AI-juiced political microtargeting
Reasonable People #53 looking carefully at the claims in one study which uses generative AI to customise ads to personality type
Come with me on an interrogation of this recent paper - The persuasive effects of political microtargeting in the age of generative artificial intelligence - Simchon, Edwards & Lewandowsky (2024).
(This post is too long for some email readers, so if you have this in your inbox you may need to click the header to see the whole thing)
Claims:
Recent technological advancements, involving generative AI and personality inference from consumed text, can potentially create a highly scalable “manipulation machine” that targets individuals based on their unique vulnerabilities without requiring human input. This paper presents four studies examining the effectiveness of this putative “manipulation machine.” The results demonstrate that personalized political ads tailored to individuals’ personalities are more effective than nonpersonalized ads (studies 1a and 1b). Additionally, we showcase the feasibility of automatically generating and validating these personalized ads on a large scale (studies 2a and 2b).
The key results are summarised in their Figure 1,. which which shows the importance personality matching in predicting persuasion, for the analyses they ran, in each of their four studies.

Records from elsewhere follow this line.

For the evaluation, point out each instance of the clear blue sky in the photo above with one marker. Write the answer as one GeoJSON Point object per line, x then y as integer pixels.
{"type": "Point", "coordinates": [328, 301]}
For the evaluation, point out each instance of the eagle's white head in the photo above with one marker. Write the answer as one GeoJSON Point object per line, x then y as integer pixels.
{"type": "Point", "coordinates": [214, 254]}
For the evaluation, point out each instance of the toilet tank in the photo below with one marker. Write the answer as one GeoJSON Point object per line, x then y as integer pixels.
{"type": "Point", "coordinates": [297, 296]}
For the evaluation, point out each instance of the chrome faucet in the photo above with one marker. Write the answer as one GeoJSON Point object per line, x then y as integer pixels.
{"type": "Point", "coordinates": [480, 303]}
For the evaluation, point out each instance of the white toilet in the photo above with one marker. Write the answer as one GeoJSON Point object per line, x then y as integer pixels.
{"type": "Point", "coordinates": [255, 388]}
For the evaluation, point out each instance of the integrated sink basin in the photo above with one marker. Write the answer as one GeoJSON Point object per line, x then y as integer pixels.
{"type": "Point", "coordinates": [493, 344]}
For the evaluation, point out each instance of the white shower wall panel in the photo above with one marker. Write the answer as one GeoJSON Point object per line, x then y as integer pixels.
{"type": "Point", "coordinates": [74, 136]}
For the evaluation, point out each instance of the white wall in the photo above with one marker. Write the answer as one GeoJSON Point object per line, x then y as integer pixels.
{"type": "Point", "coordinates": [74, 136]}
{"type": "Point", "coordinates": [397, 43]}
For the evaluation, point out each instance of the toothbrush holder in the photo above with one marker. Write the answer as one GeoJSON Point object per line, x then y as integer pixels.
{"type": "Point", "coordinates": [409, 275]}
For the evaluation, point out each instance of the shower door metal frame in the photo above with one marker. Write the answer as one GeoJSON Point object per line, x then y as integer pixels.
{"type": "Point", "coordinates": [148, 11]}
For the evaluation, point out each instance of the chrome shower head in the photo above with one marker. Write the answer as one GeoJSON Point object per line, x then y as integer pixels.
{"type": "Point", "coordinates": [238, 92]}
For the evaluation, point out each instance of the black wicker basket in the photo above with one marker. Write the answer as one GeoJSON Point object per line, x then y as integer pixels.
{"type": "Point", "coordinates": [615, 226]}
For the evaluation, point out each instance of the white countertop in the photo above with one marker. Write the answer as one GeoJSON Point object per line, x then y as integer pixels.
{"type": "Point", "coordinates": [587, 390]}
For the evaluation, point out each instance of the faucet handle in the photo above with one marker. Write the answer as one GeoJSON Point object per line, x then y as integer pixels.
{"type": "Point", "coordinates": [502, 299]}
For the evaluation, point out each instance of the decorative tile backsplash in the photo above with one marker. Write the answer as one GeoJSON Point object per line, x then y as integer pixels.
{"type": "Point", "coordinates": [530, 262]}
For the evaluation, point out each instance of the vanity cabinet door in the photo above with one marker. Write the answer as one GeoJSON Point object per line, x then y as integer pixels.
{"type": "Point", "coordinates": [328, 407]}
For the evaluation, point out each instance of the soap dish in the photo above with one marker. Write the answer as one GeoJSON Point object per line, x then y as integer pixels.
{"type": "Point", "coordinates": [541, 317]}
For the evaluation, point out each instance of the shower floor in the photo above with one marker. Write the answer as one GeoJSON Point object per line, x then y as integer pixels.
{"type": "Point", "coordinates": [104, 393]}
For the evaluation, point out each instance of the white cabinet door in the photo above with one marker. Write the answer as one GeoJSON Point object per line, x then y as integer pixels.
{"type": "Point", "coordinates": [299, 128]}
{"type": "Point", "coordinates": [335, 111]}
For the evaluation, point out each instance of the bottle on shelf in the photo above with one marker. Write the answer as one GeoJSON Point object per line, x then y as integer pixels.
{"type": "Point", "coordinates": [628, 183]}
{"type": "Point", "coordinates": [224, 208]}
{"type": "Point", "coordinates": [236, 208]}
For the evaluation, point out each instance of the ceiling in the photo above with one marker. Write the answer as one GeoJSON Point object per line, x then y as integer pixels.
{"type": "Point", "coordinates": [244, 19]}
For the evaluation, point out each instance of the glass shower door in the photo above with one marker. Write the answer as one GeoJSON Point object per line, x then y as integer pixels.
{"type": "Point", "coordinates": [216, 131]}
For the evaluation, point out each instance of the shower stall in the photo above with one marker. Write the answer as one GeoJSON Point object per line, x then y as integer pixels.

When you’re assessing an experiment, it’s always instructive to look at what a study actually showed, and what they actually measured, and compare these with what the claim. That’s what I’ll do here. But first…
A preliminary endorsement
Along with the published paper, supplementary appendices are also available, also the full set of materials used, as well as all data and analysis code. This is an example of best practice without which the kind of review I’m about to present wouldn’t be possible, and for which the authors deserve credit.
While, in what I write below, I question the interpretation the authors put on their results, in the course of reviewing the results I became convinced of the accuracy of the report and the high standards which the governed the conduct of the research. My critical comments should be read in this context.
Stimuli
The paper frames the idea of a “manipulation machine” within the familiar context of Brexit (UK) and Trump (US) and the involvement of targetting firm Cambridge Analytica in both. The paper describes the ads as “political ads that were published on Facebook to UK users between December 2019 and December 2021”. Given this, I was expecting Political ads with a capital P: ads from parties, probably, or at least electoral campaign ads.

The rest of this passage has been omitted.